L’Astoi Confindustria Viaggi, l’associazione che riunisce il 90% del mercato del tour operating italiano, in una nota sottolinea che i tour operator italiani, “gia’ gravati dagli ingenti danni economici generati dell’emergenza coronavirus, non possono farsi carico anche dei costi di rimpatrio dei clienti nelle destinazioni dove sono state applicate misure restrittive e di respingimento nei confronti degli italiani”.
Tali costi, chiede l’associazione, “vengano considerati nelle misure economiche straordinarie ed urgenti che il governo sta adottando in questi giorni”, auspicando un “piano Marshall” per il comparto.
“La crisi che l’emergenza coronavirus ha generato al sistema turistico italiano necessita di un vero e proprio piano Marshall”, conclude Astoi, auspicando che il governo “raccolga tempestivamente questo appello adottando misure straordinarie e puntuali e che si riesca a bloccare il ‘virus’ della comunicazione confusa e allarmistica, in modo che il nostro Paese possa essere riabilitato agli occhi del mondo intero”.

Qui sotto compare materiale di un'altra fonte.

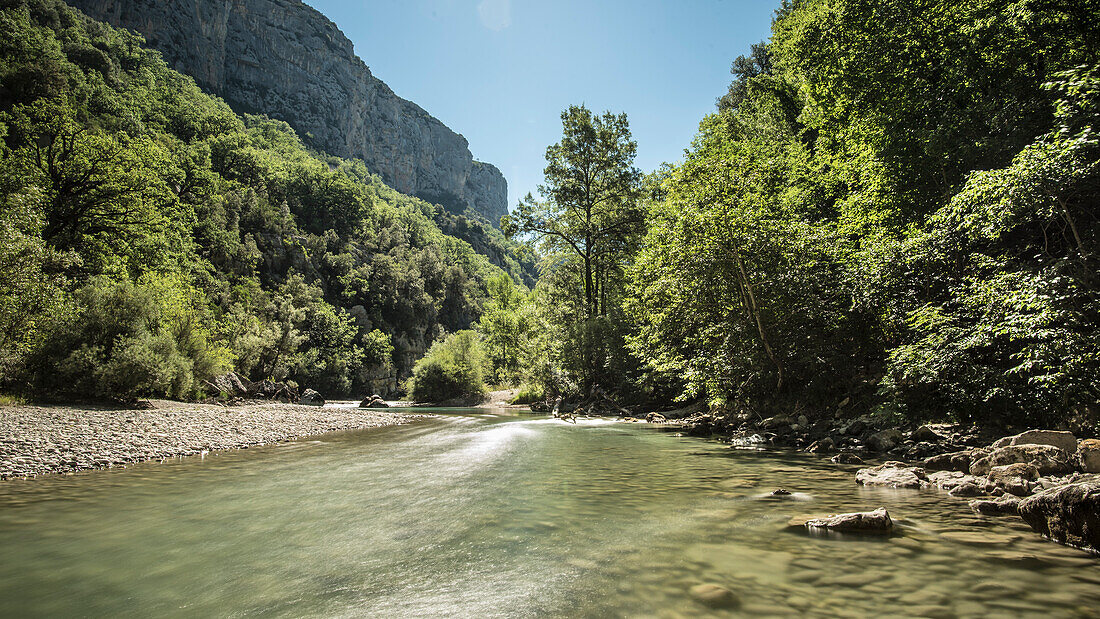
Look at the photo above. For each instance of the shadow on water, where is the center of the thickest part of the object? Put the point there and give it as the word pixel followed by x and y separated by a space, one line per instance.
pixel 508 514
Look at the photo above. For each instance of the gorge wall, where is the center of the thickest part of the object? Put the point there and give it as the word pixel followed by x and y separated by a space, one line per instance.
pixel 286 59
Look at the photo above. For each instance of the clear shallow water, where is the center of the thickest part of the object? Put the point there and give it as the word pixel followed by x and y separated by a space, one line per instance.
pixel 507 515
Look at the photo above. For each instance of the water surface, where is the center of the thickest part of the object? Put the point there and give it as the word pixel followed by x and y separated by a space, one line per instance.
pixel 498 514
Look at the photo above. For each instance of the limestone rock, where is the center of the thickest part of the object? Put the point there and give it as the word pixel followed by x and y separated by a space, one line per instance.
pixel 1047 459
pixel 877 521
pixel 1064 441
pixel 286 59
pixel 893 474
pixel 1003 506
pixel 1088 455
pixel 310 397
pixel 955 461
pixel 884 441
pixel 1068 515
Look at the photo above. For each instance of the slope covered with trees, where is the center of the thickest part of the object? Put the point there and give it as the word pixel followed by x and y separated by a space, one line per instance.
pixel 895 205
pixel 150 238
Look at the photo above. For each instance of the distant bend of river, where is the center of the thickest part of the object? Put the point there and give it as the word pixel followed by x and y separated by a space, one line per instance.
pixel 499 514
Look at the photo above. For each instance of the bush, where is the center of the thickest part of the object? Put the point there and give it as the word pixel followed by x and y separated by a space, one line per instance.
pixel 453 367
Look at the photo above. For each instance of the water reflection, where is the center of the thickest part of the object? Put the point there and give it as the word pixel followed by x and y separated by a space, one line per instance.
pixel 498 514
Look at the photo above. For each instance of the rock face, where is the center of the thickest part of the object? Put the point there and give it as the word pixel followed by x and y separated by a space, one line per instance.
pixel 1064 441
pixel 1068 514
pixel 286 59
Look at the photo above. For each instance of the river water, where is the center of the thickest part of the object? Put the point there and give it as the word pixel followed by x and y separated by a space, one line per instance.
pixel 498 514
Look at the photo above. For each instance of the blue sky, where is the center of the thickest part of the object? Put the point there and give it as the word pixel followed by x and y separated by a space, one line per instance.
pixel 501 72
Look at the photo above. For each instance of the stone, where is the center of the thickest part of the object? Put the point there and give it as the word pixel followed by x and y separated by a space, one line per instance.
pixel 892 474
pixel 955 461
pixel 286 59
pixel 1064 441
pixel 1047 459
pixel 373 401
pixel 1088 455
pixel 846 457
pixel 310 397
pixel 884 441
pixel 967 489
pixel 877 522
pixel 714 596
pixel 1068 515
pixel 1003 506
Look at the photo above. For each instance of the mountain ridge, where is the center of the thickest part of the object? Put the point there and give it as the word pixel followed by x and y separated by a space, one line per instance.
pixel 286 59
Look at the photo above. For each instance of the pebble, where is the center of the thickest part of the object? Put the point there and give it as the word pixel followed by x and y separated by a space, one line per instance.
pixel 44 440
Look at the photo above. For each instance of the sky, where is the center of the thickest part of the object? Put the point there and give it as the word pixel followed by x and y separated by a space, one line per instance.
pixel 501 72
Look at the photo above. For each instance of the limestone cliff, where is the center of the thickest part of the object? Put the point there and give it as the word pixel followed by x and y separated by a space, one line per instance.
pixel 287 61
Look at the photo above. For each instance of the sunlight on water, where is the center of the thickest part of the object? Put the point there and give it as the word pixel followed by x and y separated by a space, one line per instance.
pixel 494 514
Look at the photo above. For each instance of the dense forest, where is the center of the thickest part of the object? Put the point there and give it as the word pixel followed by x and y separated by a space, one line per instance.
pixel 893 208
pixel 152 239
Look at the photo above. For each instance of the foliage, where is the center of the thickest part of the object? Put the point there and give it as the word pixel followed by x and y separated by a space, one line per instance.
pixel 454 367
pixel 120 179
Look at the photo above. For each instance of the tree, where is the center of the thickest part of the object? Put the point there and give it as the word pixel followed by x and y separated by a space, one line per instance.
pixel 590 199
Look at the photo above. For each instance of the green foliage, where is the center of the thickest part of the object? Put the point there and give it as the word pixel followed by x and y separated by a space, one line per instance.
pixel 118 175
pixel 454 367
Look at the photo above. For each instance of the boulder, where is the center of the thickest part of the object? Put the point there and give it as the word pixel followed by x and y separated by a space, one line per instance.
pixel 967 489
pixel 714 596
pixel 892 474
pixel 1064 441
pixel 955 461
pixel 846 457
pixel 1068 515
pixel 373 401
pixel 877 522
pixel 884 441
pixel 310 397
pixel 1088 455
pixel 1047 459
pixel 1003 506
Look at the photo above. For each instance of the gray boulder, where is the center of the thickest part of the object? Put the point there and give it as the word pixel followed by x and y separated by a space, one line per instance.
pixel 310 397
pixel 1068 515
pixel 892 474
pixel 1047 459
pixel 877 522
pixel 1064 441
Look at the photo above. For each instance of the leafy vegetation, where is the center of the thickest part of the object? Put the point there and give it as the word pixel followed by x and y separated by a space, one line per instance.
pixel 151 238
pixel 892 206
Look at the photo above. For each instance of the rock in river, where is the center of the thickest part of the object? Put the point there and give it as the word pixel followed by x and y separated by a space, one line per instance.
pixel 893 474
pixel 1064 441
pixel 310 397
pixel 877 521
pixel 1068 515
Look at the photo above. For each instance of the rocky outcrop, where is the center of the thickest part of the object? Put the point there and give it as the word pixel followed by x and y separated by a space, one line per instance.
pixel 286 59
pixel 1068 514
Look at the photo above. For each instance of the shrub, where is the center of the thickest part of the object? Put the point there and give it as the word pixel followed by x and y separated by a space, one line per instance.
pixel 452 368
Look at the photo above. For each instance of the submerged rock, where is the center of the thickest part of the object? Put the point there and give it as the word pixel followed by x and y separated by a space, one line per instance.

L’Astoi spiega che proprio in questi giorni “i tour operator Astoi Confindustria Viaggi stanno inviando ed invieranno nelle destinazioni chiuse (ad esempio Mauritius, Israele, Giamaica, Repubblica Dominicana, Capo Verde, Oman) aeromobili vuoti per riportare in Italia i propri connazionali. Si tratta di migliaia di passeggeri. E’ gia’ successo in Repubblica Dominicana, dove lo scorso fine settimana i tour operator Astoi hanno fatto partire dall’Italia aerei intercontinentali vuoti per riportare indietro migliaia di turisti italiani; lo stesso accadra’ la prossima settimana per altre mete che stanno impedendo l’ingresso agli italiani. Si tratta di operazioni dai costi molto elevati” che Astoi chiede di inserire “nelle misure economiche straordinarie ed urgenti che il governo sta adottando in questi giorni”.
Nella nota si spiega che a fronte della chiusura di quasi tutte le principali destinazioni turistiche, “i tour operator non sono in grado di proporre destinazioni alternative al fine di garantire la continuita’ aziendale, poiche’ di fatto nessuna meta e’ piu’ fruibile, e si trovano a sopportare anche costi emergenziali che non dovrebbero ricadere sulle spalle di aziende private”. Il rischio e’ “il collasso delle aziende del comparto del turismo organizzato che conta oltre 12.000 imprese e da’ occupazione a oltre 50.000 addetti”.